France | France, Cour de cassation, Chambre commerciale, 08 février 2011, 10-11270


LA COUR DE CASSATION, CHAMBRE COMMERCIALE, a rendu l'arrêt suivant :
Sur le troisième moyen, pris en sa première branche :
Attendu, selon l'ordonnance attaquée, rendue par le premier président d'une cour d'appel (Aix-en-Provence, 25 novembre 2009), que par ordonnance du 17 novembre 2008, le juge des libertés et de la détention du tribunal de grande instance de Nice a autorisé des agents de l'administration des impôts à procéder, en application de l'article L. 16 B du livre des procédures fiscales, à des opérations de visite et saisie dans des locaux situés avenue ... à

Nice, et susceptibles d'être occupés par M. X..., Mme Y...ou la socié...

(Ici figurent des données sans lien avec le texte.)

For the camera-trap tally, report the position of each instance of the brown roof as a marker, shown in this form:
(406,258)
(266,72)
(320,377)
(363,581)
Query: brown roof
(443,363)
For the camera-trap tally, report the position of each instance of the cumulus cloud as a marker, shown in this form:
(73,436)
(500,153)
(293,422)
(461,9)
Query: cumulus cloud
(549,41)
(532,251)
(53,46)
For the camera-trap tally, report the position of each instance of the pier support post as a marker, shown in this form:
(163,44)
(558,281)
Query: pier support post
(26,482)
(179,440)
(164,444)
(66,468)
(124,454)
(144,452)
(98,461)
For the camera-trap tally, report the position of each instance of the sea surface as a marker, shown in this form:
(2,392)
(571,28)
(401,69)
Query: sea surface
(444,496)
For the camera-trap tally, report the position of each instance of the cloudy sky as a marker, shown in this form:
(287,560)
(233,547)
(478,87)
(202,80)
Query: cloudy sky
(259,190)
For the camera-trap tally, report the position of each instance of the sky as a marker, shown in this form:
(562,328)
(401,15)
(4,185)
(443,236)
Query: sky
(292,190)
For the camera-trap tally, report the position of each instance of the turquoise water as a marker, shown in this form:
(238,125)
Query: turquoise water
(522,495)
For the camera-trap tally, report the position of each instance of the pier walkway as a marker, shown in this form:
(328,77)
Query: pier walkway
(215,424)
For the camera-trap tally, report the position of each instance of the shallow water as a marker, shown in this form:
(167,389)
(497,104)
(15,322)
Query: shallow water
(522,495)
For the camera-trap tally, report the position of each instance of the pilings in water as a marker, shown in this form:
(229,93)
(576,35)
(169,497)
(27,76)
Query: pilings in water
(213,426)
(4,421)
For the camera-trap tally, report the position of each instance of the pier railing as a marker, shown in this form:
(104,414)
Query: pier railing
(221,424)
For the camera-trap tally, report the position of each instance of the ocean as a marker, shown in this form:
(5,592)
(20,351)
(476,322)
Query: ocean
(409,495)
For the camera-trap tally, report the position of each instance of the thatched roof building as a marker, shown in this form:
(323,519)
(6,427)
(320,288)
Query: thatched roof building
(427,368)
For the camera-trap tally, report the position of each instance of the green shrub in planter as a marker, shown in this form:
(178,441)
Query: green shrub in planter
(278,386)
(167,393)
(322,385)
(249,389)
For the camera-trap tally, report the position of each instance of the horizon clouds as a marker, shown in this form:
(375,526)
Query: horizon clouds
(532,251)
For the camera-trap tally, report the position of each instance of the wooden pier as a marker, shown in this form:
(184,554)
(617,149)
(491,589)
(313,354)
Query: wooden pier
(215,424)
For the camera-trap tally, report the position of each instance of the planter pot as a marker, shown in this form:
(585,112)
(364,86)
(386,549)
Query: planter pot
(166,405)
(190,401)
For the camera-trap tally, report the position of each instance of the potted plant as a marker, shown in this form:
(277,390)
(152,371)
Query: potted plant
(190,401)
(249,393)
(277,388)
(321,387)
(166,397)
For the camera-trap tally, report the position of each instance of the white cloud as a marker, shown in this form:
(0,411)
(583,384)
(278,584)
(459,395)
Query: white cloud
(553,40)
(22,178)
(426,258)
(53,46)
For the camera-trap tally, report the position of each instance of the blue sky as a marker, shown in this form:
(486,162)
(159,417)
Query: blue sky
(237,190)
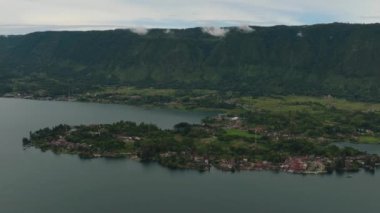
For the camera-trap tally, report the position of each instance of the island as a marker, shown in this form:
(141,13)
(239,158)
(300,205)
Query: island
(300,141)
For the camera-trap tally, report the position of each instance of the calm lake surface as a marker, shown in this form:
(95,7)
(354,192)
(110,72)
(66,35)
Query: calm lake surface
(33,181)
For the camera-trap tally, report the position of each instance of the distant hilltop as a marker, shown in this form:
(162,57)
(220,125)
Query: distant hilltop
(338,59)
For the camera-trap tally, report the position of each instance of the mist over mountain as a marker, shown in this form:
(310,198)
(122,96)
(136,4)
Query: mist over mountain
(342,60)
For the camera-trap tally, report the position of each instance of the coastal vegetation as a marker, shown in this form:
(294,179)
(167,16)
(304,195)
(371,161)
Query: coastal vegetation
(298,142)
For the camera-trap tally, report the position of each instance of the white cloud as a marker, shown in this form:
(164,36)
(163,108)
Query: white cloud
(139,30)
(215,31)
(245,28)
(183,13)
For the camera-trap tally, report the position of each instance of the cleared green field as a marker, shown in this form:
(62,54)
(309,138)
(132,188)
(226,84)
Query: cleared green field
(239,133)
(369,139)
(295,103)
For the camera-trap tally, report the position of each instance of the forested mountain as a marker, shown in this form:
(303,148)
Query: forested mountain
(338,59)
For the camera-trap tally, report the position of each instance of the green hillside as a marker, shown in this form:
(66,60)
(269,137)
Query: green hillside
(338,59)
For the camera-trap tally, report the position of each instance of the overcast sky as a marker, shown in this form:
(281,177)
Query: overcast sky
(23,16)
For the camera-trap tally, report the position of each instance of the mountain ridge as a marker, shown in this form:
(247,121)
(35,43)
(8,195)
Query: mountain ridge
(326,59)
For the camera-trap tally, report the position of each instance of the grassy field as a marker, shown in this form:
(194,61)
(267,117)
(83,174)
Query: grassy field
(239,133)
(369,140)
(298,103)
(185,99)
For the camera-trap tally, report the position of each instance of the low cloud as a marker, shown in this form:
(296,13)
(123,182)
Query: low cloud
(215,31)
(246,29)
(139,30)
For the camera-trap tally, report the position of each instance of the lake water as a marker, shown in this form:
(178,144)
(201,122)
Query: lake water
(33,181)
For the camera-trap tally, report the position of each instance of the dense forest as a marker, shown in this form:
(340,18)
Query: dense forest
(341,60)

LA COUR DE CASSATION, CHAMBRE COMMERCIALE, a rendu l'arrêt suivant :
Sur le troisième moyen, pris en sa première branche :
Attendu, selon l'ordonnance attaquée, rendue par le premier président d'une cour d'appel (Aix-en-Provence, 25 novembre 2009), que par ordonnance du 17 novembre 2008, le juge des libertés et de la détention du tribunal de grande instance de Nice a autorisé des agents de l'administration des impôts à procéder, en application de l'article L. 16 B du livre des procédures fiscales, à des opérations de visite et saisie dans des locaux situés avenue ... à Nice, et susceptibles d'être occupés par M. X..., Mme Y...ou la société Mundial Nautica, en vue de rechercher la preuve de la fraude de cette société ; que par ordonnance rendue le même jour, le juge des libertés et de la détention du tribunal de grande instance de Draguignan a autorisé la visite de locaux situés au Cannet-des Maures et au Puget-sur-Argens ; que la société Mundial Nautica, M. X...et Mme Y...ont interjeté appel de ces ordonnances ;
Attendu que la société Mundial Nautica, M. X...et Mme Y...font grief à l'ordonnance d'avoir rejeté leur demande d'annulation des ordonnances des juges des libertés et de la détention, alors, selon le moyen, que le décret n° 2008-310 du 3 avril 2008, qui a créé au sein du ministère du budget, des comptes publics et de la fonction publique une direction générale des finances publiques, par la fusion de la direction générale des impôts et de la direction générale de la comptabilité publique, et a abrogé le décret n° 98-978 du 2 novembre 1988 relatif à la direction générale des impôts a privé de fondement juridique les habilitations auparavant délivrées par le directeur général des impôts ou par son délégué aux agents de l'administration des impôts pour effectuer les visites et procéder aux saisies prévues à l'article L. 16 B du livre des procédures fiscales ; qu'en retenant que les autorisations de visites et saisies litigieuses avaient pu être requises et obtenues sur la seule base des habilitations données par le directeur général des impôts avant l'entrée en vigueur du décret du 3 avril 2008, le premier président a violé les articles 1er, 2, 5 et 6 de ce texte ensemble les articles L. 16 B et R. 16 B-1 du livre des procédures fiscales ;
Mais attendu que selon l'article 5 du décret n° 2008-310 du 3 avril 2008, le directeur général des finances publiques exerce les attributions dévolues au directeur général des impôts par les dispositions législatives et réglementaires applicables à sa date d'entrée en vigueur, dans les conditions qu'elles prévoient ; que les habilitations délivrées, avant cette date, par le directeur général des impôts, en application de l'article L. 16 B du livre des procédures fiscales, à des agents de l'administration des impôts, restent valables, dès lors qu'il n'y a pas été mis fin par le directeur général des finances publiques ; que le moyen n'est pas fondé ;
Et attendu que les autres griefs ne seraient pas de nature à permettre l'admission du pourvoi ;
PAR CES MOTIFS :
REJETTE le pourvoi ;
Condamne la société Mundial Nautica SL, M. X...et Mme Y...aux dépens ;
Vu l'article 700 du code de procédure civile, rejette leur demande et les condamne à payer au directeur général des finances publiques représenté par le chef des services fiscaux chargé de la Direction nationale d'enquêtes fiscales la somme de 2 500 euros ;
Ainsi fait et jugé par la Cour de cassation, chambre commerciale, financière et économique, et prononcé par le président en son audience publique du huit février deux mille onze.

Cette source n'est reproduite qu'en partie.